Intended for healthcare professionals

Views And Reviews No Holds Barred

Margaret McCartney: A new era of consumerist private GP services

BMJ 2018; 361 doi: (Published 08 May 2018) Cite this as: BMJ 2018;361:k1861
  1. Margaret McCartney, general practitioner
  1. Glasgow
  1. margaret{at}
    Follow Margaret on Twitter at @mgtmccartney

Where does the NHS stop and private healthcare start? Becoming a patient of a “private GP” used to involve registering wholesale. They would require an annual subscription, along with additional fees for consultations, home visits, prescriptions, and referrals. The division was marked not just by better carpets, furniture, and postcodes: the private sector was a separate sector.

We are now on a fuzzy edge that is quickly dissolving into a catastrophic fuddle. Dozens of private GP services now offer consultations for a fee, from £10 and usually under £50. These are an add-on to your NHS care, which you can use to skip a queue and prioritise yourself. Consultations are rapid, online, and fully smartphone enabled. (I’ll leave for now the interesting scenario where it’s assumed that a camera phone can take a good picture of the tonsils or that you can self palpate the neck to determine the presence of tender lymph nodes.)

Fast access and the avoidance of waiting rooms “with germs” are recurrent selling points for these consultation services. Easy access to antibiotics is frequently alluded to in advertising, and many private services work closely with pharmacies to deliver medicines to your door.

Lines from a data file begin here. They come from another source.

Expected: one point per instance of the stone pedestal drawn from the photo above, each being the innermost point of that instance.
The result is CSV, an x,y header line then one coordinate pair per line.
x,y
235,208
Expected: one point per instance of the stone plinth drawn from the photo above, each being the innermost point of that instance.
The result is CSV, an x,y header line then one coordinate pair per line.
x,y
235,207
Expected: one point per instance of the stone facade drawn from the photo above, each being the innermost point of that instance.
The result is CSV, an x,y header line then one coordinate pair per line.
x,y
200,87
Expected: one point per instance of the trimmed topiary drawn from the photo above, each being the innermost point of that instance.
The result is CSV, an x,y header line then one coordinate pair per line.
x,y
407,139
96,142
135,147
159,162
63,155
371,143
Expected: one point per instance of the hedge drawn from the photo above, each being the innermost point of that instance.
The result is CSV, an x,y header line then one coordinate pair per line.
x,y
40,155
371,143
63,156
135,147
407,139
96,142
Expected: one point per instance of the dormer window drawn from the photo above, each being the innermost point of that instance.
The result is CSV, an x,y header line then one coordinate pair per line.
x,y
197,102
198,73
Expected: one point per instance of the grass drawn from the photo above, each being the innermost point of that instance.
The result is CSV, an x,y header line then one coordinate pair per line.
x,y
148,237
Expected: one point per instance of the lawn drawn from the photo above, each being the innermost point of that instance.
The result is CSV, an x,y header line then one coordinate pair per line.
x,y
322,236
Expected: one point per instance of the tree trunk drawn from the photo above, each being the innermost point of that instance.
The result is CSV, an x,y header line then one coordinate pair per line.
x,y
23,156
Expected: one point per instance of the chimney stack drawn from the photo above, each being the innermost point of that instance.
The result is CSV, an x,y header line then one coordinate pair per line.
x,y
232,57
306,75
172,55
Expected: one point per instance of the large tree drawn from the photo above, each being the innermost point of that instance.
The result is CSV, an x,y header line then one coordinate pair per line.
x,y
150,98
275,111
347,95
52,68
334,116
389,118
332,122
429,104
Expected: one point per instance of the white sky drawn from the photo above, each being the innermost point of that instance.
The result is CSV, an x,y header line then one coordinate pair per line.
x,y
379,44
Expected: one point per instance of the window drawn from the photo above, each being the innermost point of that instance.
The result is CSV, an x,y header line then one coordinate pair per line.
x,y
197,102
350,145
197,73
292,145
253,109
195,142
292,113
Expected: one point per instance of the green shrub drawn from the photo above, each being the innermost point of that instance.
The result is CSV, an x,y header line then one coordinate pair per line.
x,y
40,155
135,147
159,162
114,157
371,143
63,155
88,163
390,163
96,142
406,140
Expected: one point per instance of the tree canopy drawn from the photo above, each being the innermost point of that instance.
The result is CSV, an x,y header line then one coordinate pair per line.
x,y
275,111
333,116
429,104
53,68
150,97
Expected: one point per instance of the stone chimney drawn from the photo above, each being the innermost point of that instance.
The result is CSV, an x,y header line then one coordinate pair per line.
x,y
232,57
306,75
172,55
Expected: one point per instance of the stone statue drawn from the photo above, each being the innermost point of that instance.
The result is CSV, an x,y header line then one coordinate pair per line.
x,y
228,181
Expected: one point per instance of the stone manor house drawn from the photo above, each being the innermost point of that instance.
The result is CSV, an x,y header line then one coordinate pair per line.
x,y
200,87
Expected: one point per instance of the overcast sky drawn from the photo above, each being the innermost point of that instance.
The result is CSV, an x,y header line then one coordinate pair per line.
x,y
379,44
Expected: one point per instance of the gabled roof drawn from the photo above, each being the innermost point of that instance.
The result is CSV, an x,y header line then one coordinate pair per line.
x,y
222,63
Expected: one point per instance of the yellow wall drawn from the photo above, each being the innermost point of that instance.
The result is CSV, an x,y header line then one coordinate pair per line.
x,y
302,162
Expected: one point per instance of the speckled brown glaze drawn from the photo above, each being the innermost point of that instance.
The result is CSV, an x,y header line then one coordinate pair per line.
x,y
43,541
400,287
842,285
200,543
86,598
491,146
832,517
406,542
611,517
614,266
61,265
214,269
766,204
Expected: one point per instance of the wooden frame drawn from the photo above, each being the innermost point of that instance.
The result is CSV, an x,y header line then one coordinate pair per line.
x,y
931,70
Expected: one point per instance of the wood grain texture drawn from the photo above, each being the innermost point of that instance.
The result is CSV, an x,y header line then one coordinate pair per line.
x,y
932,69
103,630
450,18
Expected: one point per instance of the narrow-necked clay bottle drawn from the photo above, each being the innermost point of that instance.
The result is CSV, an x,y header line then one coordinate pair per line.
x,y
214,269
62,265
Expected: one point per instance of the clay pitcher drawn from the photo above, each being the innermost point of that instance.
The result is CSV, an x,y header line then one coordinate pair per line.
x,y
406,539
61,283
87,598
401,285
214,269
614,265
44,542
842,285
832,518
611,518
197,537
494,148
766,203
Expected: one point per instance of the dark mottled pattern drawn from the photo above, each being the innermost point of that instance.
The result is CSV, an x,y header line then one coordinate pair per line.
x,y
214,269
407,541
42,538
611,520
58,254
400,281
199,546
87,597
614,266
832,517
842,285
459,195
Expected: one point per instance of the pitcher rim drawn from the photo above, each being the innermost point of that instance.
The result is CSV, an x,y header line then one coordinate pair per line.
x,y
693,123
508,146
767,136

I do not blame patients for using these services: I blame the policy making that has placed the NHS on the brink, creating a market for them.

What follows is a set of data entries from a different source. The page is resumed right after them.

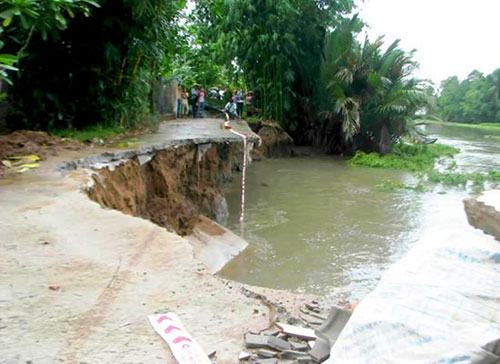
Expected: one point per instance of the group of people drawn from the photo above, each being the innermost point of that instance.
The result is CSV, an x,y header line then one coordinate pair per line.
x,y
194,102
235,105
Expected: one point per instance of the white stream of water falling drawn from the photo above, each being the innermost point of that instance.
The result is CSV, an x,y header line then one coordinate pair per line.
x,y
243,172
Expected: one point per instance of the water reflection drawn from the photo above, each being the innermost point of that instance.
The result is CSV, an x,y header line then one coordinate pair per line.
x,y
319,225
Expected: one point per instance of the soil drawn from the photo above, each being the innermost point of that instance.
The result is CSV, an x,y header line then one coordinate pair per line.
x,y
172,189
275,141
26,142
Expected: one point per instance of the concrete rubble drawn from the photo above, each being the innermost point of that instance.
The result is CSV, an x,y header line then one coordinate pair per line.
x,y
79,281
297,341
483,212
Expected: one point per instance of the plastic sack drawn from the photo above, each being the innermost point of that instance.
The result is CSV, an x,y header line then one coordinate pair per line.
x,y
439,304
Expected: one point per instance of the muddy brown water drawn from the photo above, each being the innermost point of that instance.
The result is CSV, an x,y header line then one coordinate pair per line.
x,y
318,225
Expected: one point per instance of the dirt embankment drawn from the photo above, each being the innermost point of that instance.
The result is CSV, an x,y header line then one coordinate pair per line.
x,y
275,141
39,144
174,187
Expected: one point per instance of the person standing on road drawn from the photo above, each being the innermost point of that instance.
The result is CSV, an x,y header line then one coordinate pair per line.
x,y
185,103
240,100
194,100
201,102
178,96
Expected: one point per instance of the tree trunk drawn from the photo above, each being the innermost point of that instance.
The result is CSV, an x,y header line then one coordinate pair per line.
x,y
384,145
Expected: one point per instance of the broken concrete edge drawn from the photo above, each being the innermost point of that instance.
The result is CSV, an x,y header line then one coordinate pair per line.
x,y
113,158
215,245
483,213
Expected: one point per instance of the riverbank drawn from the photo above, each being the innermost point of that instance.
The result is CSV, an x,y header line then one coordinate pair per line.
x,y
480,126
78,281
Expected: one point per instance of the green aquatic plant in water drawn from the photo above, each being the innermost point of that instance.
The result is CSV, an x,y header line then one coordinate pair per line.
x,y
421,158
412,157
392,186
477,179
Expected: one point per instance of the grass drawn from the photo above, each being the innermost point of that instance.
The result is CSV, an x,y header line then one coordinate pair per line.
x,y
483,126
477,179
90,133
391,186
411,157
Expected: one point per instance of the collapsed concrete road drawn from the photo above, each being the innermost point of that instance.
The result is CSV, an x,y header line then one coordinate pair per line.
x,y
483,212
78,281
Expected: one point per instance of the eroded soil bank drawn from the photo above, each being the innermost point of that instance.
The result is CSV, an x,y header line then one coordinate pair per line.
x,y
172,188
78,281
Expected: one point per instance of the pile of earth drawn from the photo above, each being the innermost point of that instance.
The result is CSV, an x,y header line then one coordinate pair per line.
x,y
28,142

But these services are parasites on the NHS, and they can exist only because the NHS does the hard stuff. They are not willing to fend for patients in good times and bad, and they often insert “fair use” policies that effectively avoid dealing with the distress and needs of people with multiple chronic conditions, histories of abuse, or chronic mental health conditions. These companies are not committed to ensuring a distribution of resources dependent on need, playing instead to the false god of consumerism.

These services are parasites on the NHS, and they can exist only because the NHS does the hard stuff

I’ve seen examples of cases where people have been referred to hospital consultants for conditions for which they wouldn’t have been similarly referred by their NHS GP (a situation not helped by a lack of examination or blood taking beforehand). These patients have effectively made other people wait longer. I also have examples of patients whose NHS GP has been asked to take over long term prescribing of drugs of potential misuse, with highly uncertain benefit, which was initiated in the private sector.

This is a new era. In 2009 Harry Burns, the then chief medical officer for Scotland, said of NHS boards that “any arrangements to combine NHS and private care must not compromise the legal, professional, or ethical standards required of NHS clinicians.”1 The BMA, in guidance also published in 2009, mentions “top-up” payments—but not those issues that cross the border between private and NHS care,2 where the expectations initiated in the private sector are punted back to the NHS.

We urgently need a robust governmental review of the practical issues that are becoming commonplace. If general practice in the NHS is allowed to become a mere depository for enacting decisions made elsewhere, not only will we be tipped over by the weight of the risk but people who scarcely have their basic needs met will be crushed in the stampede.